• kendi ölüm tarihini doğru olarak hesaplaya bilmiş abraham de moivre adında bir matematikçi varmış.

    "de moivre continued studying the fields of probability and mathematics until his death in 1754 and several additional papers were published after his death. as he grew older, he became increasingly lethargic and needed longer sleeping hours. he noted that he was sleeping an extra 15 minutes each night and correctly calculated the date of his death on the day when the additional sleep time accumulated to 24 hours, november 27, 1754"
  • fransa versailles'de bir koku arşivi bulunuyormuş. 3000'den fazla kokuyu içinde barındıran bu arşivin özelliği arşivin büyüklüğünde değil içeriğinde. :) bu kokuların hepsi geçmişte kullanılmış ve yok olmaması için koruma altına alınan kokularmış. mesela en çarpıcılarından biri 1815 yılında saint helena'ya sürgüne gönderilen napoleon için yapılan bir kolonyaymış.

    [http://www.osmotheque.fr/…96/osmo-site-2013-en.html http://www.osmotheque.fr/]
  • tamamen alıntı olduğunu belirterek;

    "ben bugün, san francisco tıp fakültesi'nin bir raporundan, yaşlanma tarzımızın genlerimize değil, yaşlanma noktası ya da zihinlerimizde var olan bir biyolojik saat denilen şeye bağlı olduğunu, bu mekanizmanın tamamen yaşlanmaya olan inanç ve tutumumuza (kodlanmışlığımıza) bağlı olarak nasıl ve ne zaman yaşlanmaya başlayacağımızı belirlediğini öğrendim. örneklemesi de bizler için çok manidardı. mesela "35 yaş'ın orta yaş olduğuna inanmışsanız, bu inanç 35 yaşınıza ulaştığınızda vücudunuzda yaşlanma sürecini hızlandıran biyolojik değişikliklere sebep olur" diyordu yazı. evet manidardı, çünkü bizim ve ebeveynlerimizin zihinlerine yıllar boyu bunu şiddetli bir şekilde kodlamış ve kodlamaya devam eden cahit sıtkı tarancı adında bir şairimiz vardı. kendisine saygılarımı iletiyor, "yok öyle bir şey üstad" diyerek kodları değiştirme işine girişiyorum."

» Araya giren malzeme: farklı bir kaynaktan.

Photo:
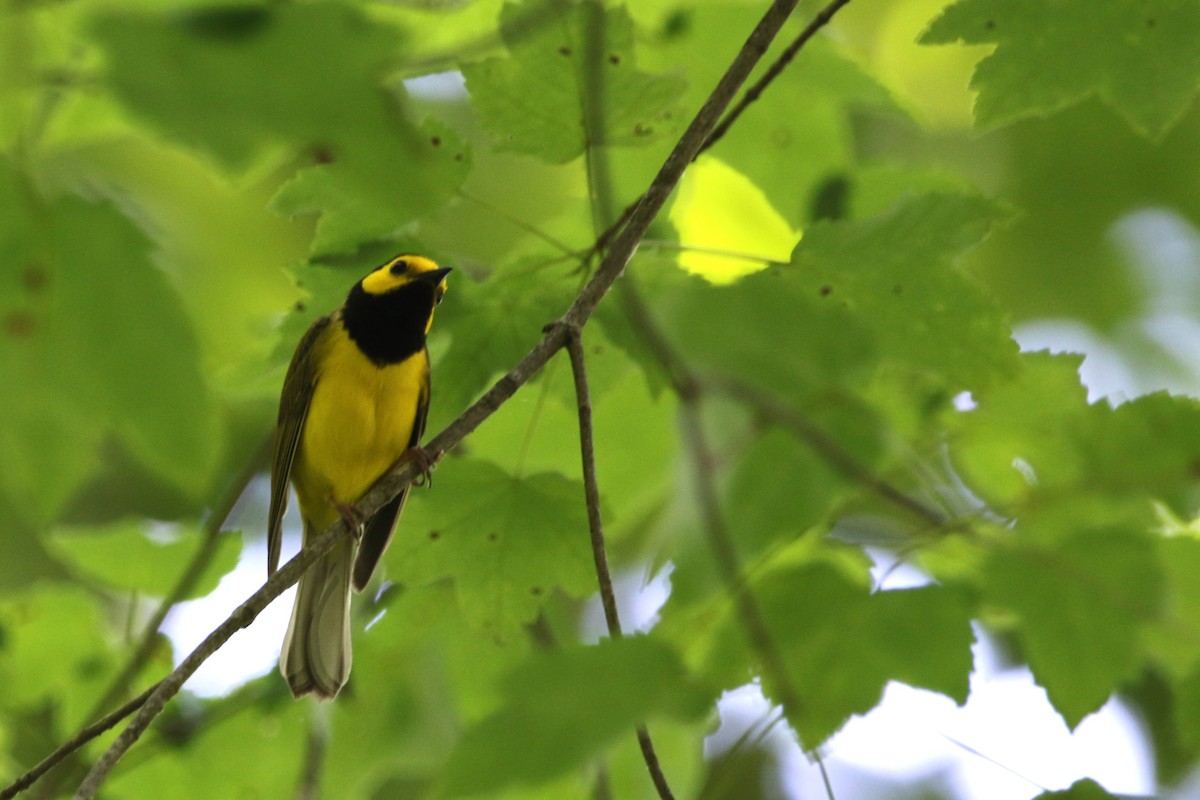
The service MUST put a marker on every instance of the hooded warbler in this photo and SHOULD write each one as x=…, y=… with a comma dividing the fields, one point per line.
x=354, y=402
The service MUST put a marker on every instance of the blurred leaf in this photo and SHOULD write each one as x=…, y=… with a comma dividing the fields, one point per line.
x=565, y=705
x=857, y=294
x=1038, y=435
x=1143, y=56
x=841, y=643
x=79, y=371
x=492, y=325
x=507, y=541
x=372, y=173
x=538, y=98
x=726, y=224
x=53, y=649
x=126, y=557
x=1080, y=603
x=256, y=752
x=1084, y=789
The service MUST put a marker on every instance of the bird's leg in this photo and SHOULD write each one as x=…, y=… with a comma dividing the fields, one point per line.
x=424, y=461
x=351, y=516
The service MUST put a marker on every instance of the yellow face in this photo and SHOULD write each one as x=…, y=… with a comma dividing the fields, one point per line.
x=400, y=271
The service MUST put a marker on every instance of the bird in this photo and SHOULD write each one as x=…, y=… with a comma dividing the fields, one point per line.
x=353, y=404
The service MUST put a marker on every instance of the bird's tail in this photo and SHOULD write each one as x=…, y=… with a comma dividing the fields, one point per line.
x=317, y=649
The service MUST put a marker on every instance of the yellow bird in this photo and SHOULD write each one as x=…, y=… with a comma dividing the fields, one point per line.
x=354, y=403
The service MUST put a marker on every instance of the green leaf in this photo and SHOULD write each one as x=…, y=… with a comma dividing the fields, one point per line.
x=79, y=371
x=894, y=271
x=1083, y=789
x=507, y=541
x=252, y=752
x=569, y=83
x=375, y=188
x=841, y=643
x=1171, y=641
x=857, y=294
x=564, y=707
x=492, y=324
x=53, y=649
x=1038, y=435
x=373, y=170
x=780, y=487
x=126, y=557
x=1141, y=56
x=1080, y=603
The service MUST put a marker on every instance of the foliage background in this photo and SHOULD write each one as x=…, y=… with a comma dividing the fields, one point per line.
x=185, y=187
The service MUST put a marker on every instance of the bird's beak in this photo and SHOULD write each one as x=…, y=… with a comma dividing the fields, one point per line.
x=435, y=277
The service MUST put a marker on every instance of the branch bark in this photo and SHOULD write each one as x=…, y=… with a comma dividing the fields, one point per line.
x=599, y=552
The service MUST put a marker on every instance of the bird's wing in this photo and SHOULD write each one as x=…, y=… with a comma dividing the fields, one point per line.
x=294, y=402
x=378, y=529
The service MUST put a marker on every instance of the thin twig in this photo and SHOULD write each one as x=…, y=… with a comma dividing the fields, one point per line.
x=689, y=389
x=819, y=22
x=315, y=755
x=390, y=485
x=599, y=553
x=148, y=641
x=786, y=416
x=77, y=741
x=774, y=71
x=591, y=486
x=727, y=561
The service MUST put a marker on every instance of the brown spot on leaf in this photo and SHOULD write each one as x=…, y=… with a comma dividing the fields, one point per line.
x=35, y=277
x=19, y=324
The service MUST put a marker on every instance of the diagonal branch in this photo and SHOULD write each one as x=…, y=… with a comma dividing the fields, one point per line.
x=595, y=525
x=387, y=488
x=145, y=645
x=834, y=455
x=774, y=71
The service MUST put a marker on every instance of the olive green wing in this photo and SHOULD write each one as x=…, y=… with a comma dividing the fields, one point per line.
x=294, y=402
x=379, y=528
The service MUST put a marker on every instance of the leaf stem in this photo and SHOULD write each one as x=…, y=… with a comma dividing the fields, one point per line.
x=595, y=527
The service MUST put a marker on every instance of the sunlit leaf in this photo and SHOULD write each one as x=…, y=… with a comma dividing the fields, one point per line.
x=1143, y=56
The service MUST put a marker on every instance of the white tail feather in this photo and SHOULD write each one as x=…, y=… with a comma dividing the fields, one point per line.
x=317, y=649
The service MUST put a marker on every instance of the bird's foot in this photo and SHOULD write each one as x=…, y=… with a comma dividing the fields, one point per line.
x=351, y=516
x=425, y=463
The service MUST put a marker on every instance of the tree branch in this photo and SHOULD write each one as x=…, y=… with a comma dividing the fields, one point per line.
x=384, y=489
x=595, y=525
x=774, y=71
x=77, y=741
x=144, y=648
x=786, y=416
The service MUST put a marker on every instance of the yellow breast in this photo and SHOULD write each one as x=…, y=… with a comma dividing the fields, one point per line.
x=360, y=421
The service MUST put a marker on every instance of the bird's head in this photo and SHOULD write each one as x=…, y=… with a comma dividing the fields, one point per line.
x=419, y=281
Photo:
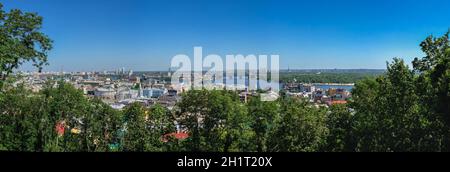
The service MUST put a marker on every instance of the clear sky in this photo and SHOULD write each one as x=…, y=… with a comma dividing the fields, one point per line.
x=146, y=34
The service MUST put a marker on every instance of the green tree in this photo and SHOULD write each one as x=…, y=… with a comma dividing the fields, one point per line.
x=22, y=41
x=159, y=122
x=433, y=87
x=264, y=116
x=302, y=128
x=136, y=135
x=216, y=120
x=340, y=123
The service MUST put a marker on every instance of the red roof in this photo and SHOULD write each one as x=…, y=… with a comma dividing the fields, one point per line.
x=178, y=135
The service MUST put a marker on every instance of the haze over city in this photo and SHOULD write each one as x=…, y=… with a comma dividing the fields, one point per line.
x=144, y=35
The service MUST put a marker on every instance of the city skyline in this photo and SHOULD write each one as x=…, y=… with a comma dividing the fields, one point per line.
x=145, y=35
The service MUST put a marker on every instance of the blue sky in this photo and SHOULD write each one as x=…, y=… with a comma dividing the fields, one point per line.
x=146, y=34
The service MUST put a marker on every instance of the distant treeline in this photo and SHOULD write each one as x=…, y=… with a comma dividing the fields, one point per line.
x=326, y=77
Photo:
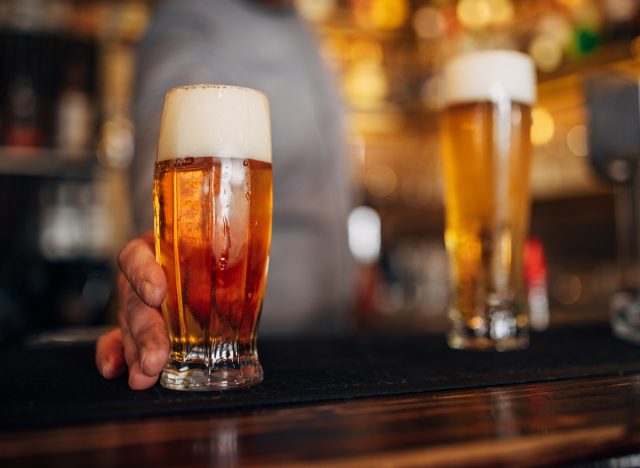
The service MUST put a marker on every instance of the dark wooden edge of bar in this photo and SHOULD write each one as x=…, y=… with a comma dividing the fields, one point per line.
x=533, y=424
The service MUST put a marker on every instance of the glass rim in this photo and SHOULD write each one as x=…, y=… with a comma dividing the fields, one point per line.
x=187, y=87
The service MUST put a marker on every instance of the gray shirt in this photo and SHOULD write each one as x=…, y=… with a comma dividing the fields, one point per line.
x=241, y=43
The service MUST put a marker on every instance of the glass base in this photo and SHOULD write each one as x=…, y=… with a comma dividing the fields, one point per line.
x=498, y=330
x=625, y=315
x=197, y=377
x=483, y=343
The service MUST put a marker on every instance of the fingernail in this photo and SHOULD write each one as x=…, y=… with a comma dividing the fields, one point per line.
x=106, y=368
x=143, y=357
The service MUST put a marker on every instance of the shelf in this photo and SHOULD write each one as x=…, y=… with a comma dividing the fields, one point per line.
x=46, y=163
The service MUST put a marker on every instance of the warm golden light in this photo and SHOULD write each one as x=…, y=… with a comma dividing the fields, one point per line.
x=501, y=12
x=381, y=181
x=577, y=140
x=546, y=53
x=543, y=126
x=474, y=14
x=389, y=14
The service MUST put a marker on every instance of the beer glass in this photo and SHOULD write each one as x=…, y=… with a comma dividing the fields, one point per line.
x=212, y=197
x=486, y=153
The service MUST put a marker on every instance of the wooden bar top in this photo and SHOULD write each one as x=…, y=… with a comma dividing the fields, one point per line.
x=557, y=422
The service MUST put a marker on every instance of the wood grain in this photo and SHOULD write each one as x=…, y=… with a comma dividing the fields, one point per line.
x=519, y=425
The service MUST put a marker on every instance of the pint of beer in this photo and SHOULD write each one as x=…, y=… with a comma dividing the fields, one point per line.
x=212, y=198
x=486, y=150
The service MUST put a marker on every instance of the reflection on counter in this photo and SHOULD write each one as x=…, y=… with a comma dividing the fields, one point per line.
x=66, y=137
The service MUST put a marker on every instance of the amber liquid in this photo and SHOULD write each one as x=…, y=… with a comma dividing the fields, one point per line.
x=486, y=166
x=212, y=235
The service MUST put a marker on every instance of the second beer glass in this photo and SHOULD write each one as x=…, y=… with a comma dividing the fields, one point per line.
x=486, y=150
x=212, y=206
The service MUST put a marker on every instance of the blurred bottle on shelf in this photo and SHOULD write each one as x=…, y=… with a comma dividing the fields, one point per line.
x=535, y=277
x=75, y=113
x=613, y=102
x=22, y=115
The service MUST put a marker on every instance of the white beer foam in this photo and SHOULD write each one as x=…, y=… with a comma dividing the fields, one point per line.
x=490, y=75
x=215, y=120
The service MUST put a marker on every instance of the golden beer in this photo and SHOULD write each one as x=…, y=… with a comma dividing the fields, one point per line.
x=213, y=232
x=486, y=158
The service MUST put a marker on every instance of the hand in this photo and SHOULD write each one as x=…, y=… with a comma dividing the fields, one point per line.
x=141, y=342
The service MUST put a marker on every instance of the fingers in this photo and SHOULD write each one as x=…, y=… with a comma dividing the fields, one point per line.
x=138, y=380
x=110, y=355
x=141, y=342
x=144, y=326
x=137, y=262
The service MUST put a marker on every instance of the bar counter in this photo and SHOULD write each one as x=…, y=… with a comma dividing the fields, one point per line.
x=573, y=398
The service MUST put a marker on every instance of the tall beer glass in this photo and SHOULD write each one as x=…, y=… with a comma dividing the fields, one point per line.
x=212, y=198
x=486, y=151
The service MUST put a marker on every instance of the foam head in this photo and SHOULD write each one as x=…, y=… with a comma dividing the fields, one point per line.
x=215, y=120
x=490, y=75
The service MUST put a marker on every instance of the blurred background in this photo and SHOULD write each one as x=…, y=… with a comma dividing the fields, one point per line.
x=66, y=140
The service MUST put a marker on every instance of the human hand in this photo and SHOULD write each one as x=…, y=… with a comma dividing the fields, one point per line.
x=140, y=343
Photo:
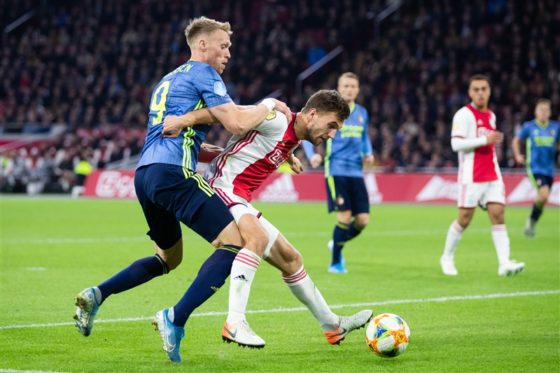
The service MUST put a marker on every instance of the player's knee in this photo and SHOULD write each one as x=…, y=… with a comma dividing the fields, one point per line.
x=257, y=242
x=172, y=256
x=361, y=221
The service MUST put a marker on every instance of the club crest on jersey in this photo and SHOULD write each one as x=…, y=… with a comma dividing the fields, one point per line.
x=339, y=201
x=276, y=158
x=271, y=115
x=220, y=88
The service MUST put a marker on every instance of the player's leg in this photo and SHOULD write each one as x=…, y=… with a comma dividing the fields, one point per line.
x=543, y=184
x=466, y=203
x=338, y=201
x=236, y=329
x=193, y=202
x=506, y=266
x=289, y=261
x=164, y=230
x=359, y=202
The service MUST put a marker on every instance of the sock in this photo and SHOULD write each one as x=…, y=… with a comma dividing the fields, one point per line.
x=305, y=290
x=536, y=212
x=352, y=231
x=501, y=243
x=453, y=237
x=340, y=233
x=139, y=272
x=210, y=278
x=242, y=273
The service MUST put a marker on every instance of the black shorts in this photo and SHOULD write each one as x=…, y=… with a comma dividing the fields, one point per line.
x=347, y=193
x=540, y=180
x=170, y=194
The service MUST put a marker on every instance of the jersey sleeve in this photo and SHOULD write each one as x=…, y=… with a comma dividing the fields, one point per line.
x=212, y=88
x=461, y=124
x=366, y=142
x=274, y=125
x=308, y=148
x=525, y=131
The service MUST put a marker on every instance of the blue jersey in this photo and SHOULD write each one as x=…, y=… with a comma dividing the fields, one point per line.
x=191, y=86
x=541, y=145
x=344, y=154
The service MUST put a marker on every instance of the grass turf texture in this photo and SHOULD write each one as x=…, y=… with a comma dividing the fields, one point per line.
x=53, y=248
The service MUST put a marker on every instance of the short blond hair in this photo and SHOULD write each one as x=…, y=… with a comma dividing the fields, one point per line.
x=349, y=75
x=204, y=25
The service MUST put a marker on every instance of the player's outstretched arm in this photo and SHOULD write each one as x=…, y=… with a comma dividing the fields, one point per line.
x=239, y=121
x=516, y=146
x=174, y=124
x=462, y=144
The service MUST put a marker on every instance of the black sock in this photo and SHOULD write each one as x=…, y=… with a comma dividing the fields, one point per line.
x=139, y=272
x=211, y=276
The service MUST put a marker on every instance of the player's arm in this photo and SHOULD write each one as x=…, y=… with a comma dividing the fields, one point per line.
x=462, y=144
x=315, y=159
x=367, y=149
x=463, y=136
x=173, y=124
x=516, y=146
x=239, y=121
x=295, y=163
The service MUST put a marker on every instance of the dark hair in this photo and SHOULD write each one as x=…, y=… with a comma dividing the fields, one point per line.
x=328, y=101
x=479, y=77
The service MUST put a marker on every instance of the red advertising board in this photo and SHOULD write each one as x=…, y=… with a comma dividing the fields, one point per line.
x=282, y=187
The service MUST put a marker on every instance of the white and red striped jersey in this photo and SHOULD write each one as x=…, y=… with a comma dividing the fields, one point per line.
x=480, y=164
x=249, y=159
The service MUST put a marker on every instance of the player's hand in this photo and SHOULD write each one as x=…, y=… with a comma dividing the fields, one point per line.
x=283, y=108
x=494, y=137
x=211, y=148
x=296, y=165
x=316, y=160
x=173, y=125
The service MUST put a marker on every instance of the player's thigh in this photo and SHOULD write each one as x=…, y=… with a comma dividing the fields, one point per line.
x=493, y=192
x=338, y=193
x=164, y=229
x=284, y=256
x=359, y=198
x=192, y=201
x=543, y=183
x=470, y=194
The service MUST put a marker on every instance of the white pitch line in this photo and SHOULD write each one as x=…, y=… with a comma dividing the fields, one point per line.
x=97, y=240
x=27, y=371
x=300, y=309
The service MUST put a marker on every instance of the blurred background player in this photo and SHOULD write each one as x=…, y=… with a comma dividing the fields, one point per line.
x=242, y=167
x=473, y=136
x=542, y=140
x=169, y=189
x=345, y=156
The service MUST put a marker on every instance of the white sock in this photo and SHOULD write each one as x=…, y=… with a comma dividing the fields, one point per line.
x=305, y=290
x=242, y=273
x=501, y=243
x=453, y=237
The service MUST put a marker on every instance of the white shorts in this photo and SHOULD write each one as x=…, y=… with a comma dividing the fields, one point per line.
x=474, y=194
x=239, y=206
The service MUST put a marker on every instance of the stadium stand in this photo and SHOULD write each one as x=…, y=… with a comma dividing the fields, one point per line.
x=90, y=66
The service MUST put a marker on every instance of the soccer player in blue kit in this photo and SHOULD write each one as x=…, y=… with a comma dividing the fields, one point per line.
x=170, y=191
x=542, y=140
x=343, y=162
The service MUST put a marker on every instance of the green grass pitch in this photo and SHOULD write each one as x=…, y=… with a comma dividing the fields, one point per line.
x=52, y=248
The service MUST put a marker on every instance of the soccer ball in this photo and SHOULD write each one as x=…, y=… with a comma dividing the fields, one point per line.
x=387, y=335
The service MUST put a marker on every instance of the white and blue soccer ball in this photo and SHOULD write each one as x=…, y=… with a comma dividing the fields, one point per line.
x=387, y=335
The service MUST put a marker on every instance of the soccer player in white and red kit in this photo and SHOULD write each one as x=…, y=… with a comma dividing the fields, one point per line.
x=474, y=137
x=249, y=158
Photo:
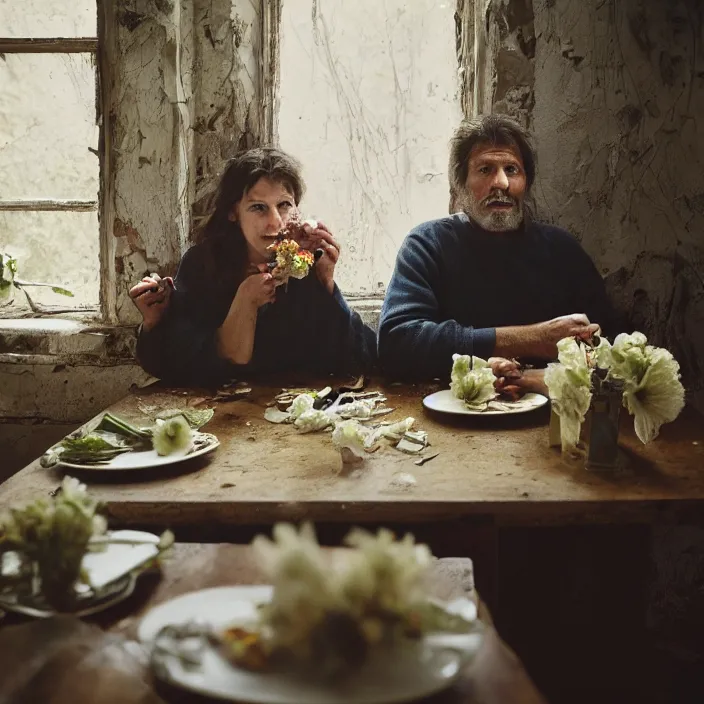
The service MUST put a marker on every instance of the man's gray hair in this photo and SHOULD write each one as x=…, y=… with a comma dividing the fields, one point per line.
x=498, y=130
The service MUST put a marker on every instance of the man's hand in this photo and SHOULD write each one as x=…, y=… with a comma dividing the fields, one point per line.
x=539, y=341
x=508, y=373
x=549, y=333
x=512, y=381
x=151, y=296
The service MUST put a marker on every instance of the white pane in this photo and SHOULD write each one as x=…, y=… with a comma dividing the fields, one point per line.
x=47, y=124
x=55, y=248
x=369, y=99
x=48, y=18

    (bkz: yaşlılık yok, kırışıklıklar yalan)
  • önümüzdeki vizelerde kanun kullanılmayacağını öğrenmek. çeşitli hintlikler düşünerek hayal dünyamın gelişmesine sebebiyet verdi.

    (bkz: battı balık sıçtı)
  • nba'de de pota uzunlugunun 3.05cm oldugunu ogrenmek.
    3,15cm olarak anlatilirdi kucukken hep, nasil bir hurafe, nasil bir sehir efsanesiymis arkadas o oyle ya, 32 senelik omrumun 25 senesini buna inanarak gecirmistim. simdilerde ise bu bilginin ekmegini yiyorum arkadas ortamlarindaki iddialar yuzunden. ufkumuz iki katina cikmakla kalmiyor, zaman zaman aksam yemeklerini de belese getiriyoruz.
  • uluslararasi uzay istasyonundaki astronatlarin saatte 28.000 km ile yol aldiklari icin her 24 saatte 16 defa gundogumu ve gunbatimi gormeleri.
  • kulaklıklarda sağ ve sol tarafı belirtmek için l* ve r* kelimelerinin baş harfleri varmış.

    demin öğrendim, şoktayım hala.

    edit: hiç dikkat etmediğim için benim ufkum iki katına çıktı.
  • "either or" yapısının olumsuz hali için başına ingilizce'de olumsuzluk anlamı olan -n harfi getirilerek "neither nor" haline dönüştüğünü fark etmek.
  • bu başlığı takibe aldığınızda olay yeşil ışığının hiç sönmemesi.
  • insanların ufkunun ne kadar kolay iki katına çıktığını öğrenince neyi sorgulayacağınızı şaşırıyorsunuz.